No matter how much it defies logic.
And if Yao's shown anything in his career, it's a desire to please the powers that be, to be a good solider. This attitude with the Chinese National Team probably cost Yao an NBA season or three worth of games. So it's likely that Yao will toe the company line and dutifully talk about making yet another comeback, be as optimistic as can be — until his $17.68 million contract with the Rockets for this season expires.
Even if team owner Leslie Alexander seems to fully understand what this latest stress fracture means.
"This is very sad," Alexander told FOX 26 Sports in an on-air interview. "This is a very disappointing moment in the history of the Rockets organization, for our wonderful fans, for the city of Houston and for everybody in our organization. I feel terrible for Yao."
It's been obvious for a while now that Yao's 7-foot-6 frame just isn't built to withstand the rigors of an NBA season. The 30-year-old Yao realizes this more than anyone. There are reports that his own parents urged him to retire after he crashed to the floor in that fateful May 2009 playoff series against the Los Angeles Lakers, the last basketball moments when he was really Yao.
Yao will have to leave the game sooner than he wanted to, but that doesn't diminish what a game changer he truly was. There were long stretches — not flashes, season after season — where Yao was clearly the second or third-best center in the entire league. He averaged more than 19 points and nine rebounds from the 2003-2004 NBA season to the 2008-09 season, never playing less than 48 games in that six-year stretch.

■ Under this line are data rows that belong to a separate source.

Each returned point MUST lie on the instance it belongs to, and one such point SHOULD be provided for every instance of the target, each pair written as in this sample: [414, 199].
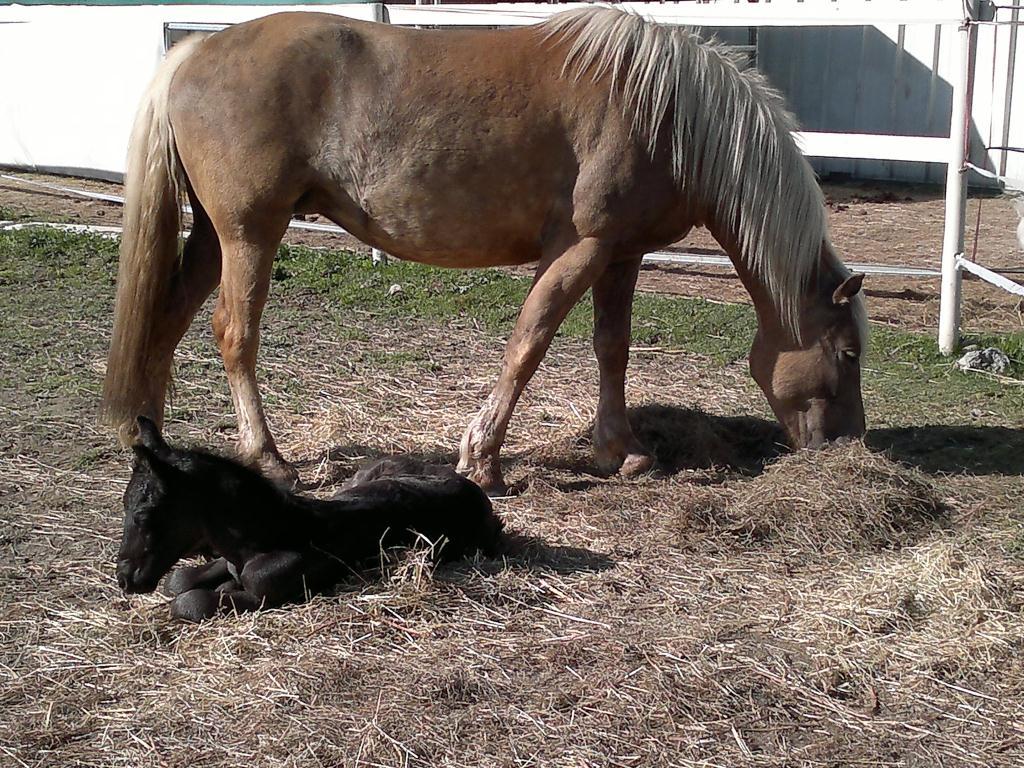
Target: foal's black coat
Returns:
[272, 546]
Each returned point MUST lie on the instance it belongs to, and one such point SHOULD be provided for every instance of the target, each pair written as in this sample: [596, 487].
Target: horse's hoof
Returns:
[636, 465]
[489, 480]
[196, 605]
[274, 468]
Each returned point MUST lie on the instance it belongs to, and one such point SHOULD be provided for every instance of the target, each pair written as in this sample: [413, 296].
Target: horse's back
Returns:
[456, 147]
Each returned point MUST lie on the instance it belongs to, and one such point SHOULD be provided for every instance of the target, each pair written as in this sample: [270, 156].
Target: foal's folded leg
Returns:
[267, 581]
[199, 604]
[208, 576]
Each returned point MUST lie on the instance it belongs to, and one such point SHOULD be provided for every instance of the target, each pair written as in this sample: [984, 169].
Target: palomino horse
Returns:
[581, 142]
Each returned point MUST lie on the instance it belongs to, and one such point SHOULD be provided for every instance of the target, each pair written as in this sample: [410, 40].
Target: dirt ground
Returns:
[871, 223]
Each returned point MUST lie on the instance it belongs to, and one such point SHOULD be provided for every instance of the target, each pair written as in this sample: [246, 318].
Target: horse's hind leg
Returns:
[558, 285]
[245, 283]
[615, 448]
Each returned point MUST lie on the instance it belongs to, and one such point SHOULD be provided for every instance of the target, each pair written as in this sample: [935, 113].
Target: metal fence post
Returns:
[952, 238]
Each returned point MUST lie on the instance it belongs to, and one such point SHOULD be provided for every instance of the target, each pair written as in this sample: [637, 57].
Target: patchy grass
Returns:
[847, 607]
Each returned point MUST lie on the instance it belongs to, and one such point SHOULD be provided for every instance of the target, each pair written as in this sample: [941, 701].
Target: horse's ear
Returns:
[146, 456]
[848, 289]
[148, 435]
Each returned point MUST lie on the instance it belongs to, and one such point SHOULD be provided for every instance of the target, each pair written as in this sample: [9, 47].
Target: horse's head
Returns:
[814, 386]
[160, 525]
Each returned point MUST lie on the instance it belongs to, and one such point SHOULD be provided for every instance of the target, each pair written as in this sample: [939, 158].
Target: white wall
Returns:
[71, 78]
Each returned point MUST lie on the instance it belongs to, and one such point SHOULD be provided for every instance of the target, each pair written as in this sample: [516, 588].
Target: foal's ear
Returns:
[848, 289]
[148, 435]
[146, 457]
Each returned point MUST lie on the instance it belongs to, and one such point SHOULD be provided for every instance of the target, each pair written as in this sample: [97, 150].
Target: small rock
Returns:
[990, 359]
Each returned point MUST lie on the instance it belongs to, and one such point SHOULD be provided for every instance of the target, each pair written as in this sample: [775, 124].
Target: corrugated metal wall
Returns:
[895, 80]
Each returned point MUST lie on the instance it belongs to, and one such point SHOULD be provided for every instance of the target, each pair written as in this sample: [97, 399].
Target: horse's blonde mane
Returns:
[730, 134]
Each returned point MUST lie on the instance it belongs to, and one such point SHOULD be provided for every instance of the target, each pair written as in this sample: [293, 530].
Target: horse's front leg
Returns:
[245, 283]
[615, 448]
[559, 283]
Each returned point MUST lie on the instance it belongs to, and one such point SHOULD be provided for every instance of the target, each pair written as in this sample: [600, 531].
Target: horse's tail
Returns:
[155, 185]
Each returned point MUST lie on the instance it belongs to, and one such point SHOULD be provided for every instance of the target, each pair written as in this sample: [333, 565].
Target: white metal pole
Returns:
[952, 239]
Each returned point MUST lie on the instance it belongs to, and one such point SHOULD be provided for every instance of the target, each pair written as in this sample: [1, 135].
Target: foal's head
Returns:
[161, 521]
[814, 386]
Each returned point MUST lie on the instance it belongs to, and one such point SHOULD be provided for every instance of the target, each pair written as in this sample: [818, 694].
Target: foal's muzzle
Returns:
[129, 579]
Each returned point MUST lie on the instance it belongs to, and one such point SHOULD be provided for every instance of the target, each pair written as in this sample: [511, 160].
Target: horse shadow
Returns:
[943, 449]
[680, 439]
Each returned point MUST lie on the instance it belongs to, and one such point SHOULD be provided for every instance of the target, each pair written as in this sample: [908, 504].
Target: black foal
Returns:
[271, 546]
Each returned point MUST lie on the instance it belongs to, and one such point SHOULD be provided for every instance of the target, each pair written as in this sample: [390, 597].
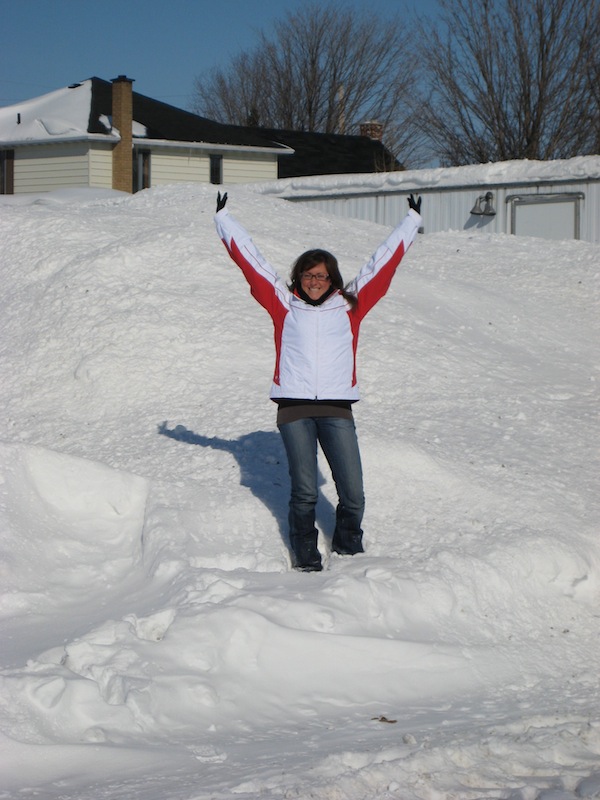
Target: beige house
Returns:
[102, 134]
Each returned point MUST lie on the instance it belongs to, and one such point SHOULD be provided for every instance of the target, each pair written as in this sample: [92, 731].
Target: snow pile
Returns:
[155, 642]
[501, 173]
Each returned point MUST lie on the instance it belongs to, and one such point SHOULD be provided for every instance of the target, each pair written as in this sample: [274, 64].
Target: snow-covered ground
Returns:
[156, 644]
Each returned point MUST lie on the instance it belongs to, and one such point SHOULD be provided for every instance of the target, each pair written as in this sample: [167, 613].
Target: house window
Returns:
[216, 169]
[141, 170]
[7, 171]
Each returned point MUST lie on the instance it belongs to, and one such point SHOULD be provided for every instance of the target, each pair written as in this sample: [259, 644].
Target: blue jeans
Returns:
[338, 441]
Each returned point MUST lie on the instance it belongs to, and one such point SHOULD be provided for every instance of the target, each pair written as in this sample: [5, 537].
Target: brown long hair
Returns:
[310, 259]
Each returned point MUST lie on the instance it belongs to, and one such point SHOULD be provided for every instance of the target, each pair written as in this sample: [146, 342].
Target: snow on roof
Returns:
[57, 116]
[500, 173]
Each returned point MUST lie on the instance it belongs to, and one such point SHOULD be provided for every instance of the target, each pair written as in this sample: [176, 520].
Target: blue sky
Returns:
[162, 44]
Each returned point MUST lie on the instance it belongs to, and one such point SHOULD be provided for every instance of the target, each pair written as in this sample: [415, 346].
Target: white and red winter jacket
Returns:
[316, 345]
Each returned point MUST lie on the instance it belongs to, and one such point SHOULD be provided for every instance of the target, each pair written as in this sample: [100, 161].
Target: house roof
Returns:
[83, 111]
[330, 153]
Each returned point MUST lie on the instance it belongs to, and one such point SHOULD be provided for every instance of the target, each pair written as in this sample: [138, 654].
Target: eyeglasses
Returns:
[322, 277]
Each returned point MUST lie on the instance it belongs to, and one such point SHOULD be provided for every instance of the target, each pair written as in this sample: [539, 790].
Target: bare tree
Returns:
[326, 68]
[512, 79]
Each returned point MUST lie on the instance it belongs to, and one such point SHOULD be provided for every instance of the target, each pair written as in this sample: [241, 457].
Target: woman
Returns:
[316, 321]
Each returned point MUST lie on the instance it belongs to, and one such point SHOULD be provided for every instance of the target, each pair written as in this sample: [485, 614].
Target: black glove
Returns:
[412, 203]
[221, 200]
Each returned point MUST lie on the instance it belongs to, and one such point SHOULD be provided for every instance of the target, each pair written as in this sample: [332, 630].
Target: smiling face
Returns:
[315, 281]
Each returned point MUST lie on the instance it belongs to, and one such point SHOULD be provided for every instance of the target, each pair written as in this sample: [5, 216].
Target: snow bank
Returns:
[156, 643]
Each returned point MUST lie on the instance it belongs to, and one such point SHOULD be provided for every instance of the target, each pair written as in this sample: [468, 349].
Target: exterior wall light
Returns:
[484, 206]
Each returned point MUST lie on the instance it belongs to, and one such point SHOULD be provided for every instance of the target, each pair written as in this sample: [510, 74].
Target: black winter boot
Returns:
[347, 543]
[306, 556]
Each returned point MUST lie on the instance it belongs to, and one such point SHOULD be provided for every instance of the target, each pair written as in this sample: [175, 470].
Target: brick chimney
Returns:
[372, 129]
[122, 113]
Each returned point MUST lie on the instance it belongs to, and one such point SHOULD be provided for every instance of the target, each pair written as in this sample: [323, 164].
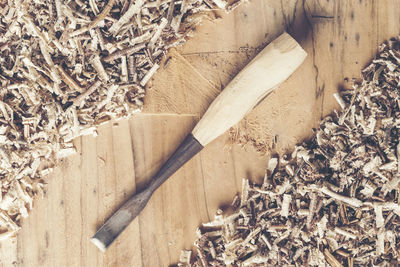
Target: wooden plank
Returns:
[86, 188]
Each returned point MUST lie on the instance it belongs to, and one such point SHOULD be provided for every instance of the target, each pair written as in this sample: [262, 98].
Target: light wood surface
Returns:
[272, 66]
[85, 189]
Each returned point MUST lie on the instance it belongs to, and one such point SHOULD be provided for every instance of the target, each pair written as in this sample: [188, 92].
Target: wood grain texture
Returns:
[272, 66]
[84, 190]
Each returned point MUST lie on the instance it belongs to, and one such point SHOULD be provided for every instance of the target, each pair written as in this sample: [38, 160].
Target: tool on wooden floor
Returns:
[273, 65]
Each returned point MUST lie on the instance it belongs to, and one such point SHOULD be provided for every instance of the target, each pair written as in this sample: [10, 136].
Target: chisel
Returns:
[273, 65]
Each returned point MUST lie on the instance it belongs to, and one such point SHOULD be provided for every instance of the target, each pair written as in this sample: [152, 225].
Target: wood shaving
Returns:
[338, 203]
[67, 67]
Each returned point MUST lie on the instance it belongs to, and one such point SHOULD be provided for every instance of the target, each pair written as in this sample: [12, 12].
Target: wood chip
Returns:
[338, 203]
[65, 68]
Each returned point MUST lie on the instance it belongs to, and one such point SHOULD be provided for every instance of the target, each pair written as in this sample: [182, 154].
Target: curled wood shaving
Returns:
[67, 67]
[338, 205]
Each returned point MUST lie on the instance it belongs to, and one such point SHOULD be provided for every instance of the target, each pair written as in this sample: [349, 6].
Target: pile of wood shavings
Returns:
[335, 200]
[68, 66]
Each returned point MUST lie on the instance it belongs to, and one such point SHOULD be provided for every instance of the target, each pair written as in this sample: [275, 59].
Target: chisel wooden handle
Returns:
[273, 65]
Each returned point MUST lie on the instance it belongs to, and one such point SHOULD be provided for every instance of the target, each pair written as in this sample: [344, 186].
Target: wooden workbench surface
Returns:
[85, 189]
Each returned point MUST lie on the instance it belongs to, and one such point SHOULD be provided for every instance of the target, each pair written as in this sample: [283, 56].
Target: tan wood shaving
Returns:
[68, 66]
[338, 205]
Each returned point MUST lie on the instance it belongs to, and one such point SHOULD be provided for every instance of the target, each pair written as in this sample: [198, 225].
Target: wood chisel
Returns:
[273, 65]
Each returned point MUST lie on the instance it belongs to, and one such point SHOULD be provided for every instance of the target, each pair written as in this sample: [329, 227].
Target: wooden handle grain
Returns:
[272, 66]
[264, 73]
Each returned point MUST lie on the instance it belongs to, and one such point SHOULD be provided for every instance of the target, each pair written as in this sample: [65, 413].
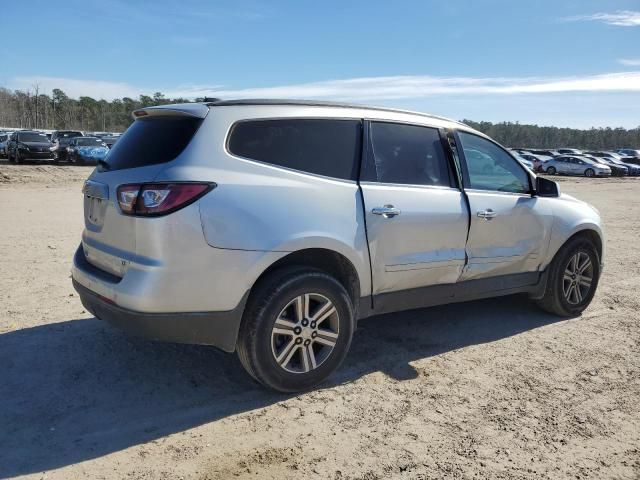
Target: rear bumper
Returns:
[219, 329]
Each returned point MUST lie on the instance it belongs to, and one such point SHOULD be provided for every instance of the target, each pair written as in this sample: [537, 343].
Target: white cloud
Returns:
[620, 18]
[629, 62]
[355, 89]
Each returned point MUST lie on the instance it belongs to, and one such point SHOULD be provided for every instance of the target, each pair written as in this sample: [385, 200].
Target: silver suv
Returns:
[272, 227]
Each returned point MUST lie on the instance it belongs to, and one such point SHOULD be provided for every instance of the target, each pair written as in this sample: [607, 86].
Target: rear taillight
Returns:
[153, 199]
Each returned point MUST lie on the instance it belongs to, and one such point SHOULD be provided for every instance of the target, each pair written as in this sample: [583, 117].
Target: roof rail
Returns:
[318, 103]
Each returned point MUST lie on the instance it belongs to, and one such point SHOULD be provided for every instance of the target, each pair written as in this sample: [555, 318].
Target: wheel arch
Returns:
[329, 261]
[590, 232]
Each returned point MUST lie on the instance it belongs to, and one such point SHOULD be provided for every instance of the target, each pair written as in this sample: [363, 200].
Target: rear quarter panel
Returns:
[259, 207]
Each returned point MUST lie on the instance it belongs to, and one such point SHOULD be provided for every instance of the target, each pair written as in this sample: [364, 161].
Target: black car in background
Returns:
[109, 140]
[61, 139]
[28, 145]
[86, 149]
[4, 139]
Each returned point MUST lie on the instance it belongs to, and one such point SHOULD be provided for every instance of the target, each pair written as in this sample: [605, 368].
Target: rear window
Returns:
[152, 140]
[323, 147]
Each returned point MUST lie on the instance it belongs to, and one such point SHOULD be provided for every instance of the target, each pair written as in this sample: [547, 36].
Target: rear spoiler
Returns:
[194, 110]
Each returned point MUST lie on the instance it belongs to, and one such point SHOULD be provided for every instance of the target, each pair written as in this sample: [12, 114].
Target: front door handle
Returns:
[388, 211]
[487, 214]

To compare Yao Ming to the chronically injured Bill Walton is an insult — to Yao. Walton was never the warrior Yao was, never stayed on the court in close to the same way, never actually produced the type of numbers that Yao did.
Walton missed two of his first nine NBA seasons entirely and played 35 games or less in three of the first seven seasons he made it on the court at all. He never averaged more than 18.9 points per game (Yao averaged more than 22 points three separate seasons, including a 25-point-per-game campaign).
Yao will not leave as a ghost of potential. We saw just how good he could be. He proved it on the court.
He doesn't have to show anything to anybody. Yao should be allowed to walk away in peace, right into his 7-month-year-old daughter's embrace.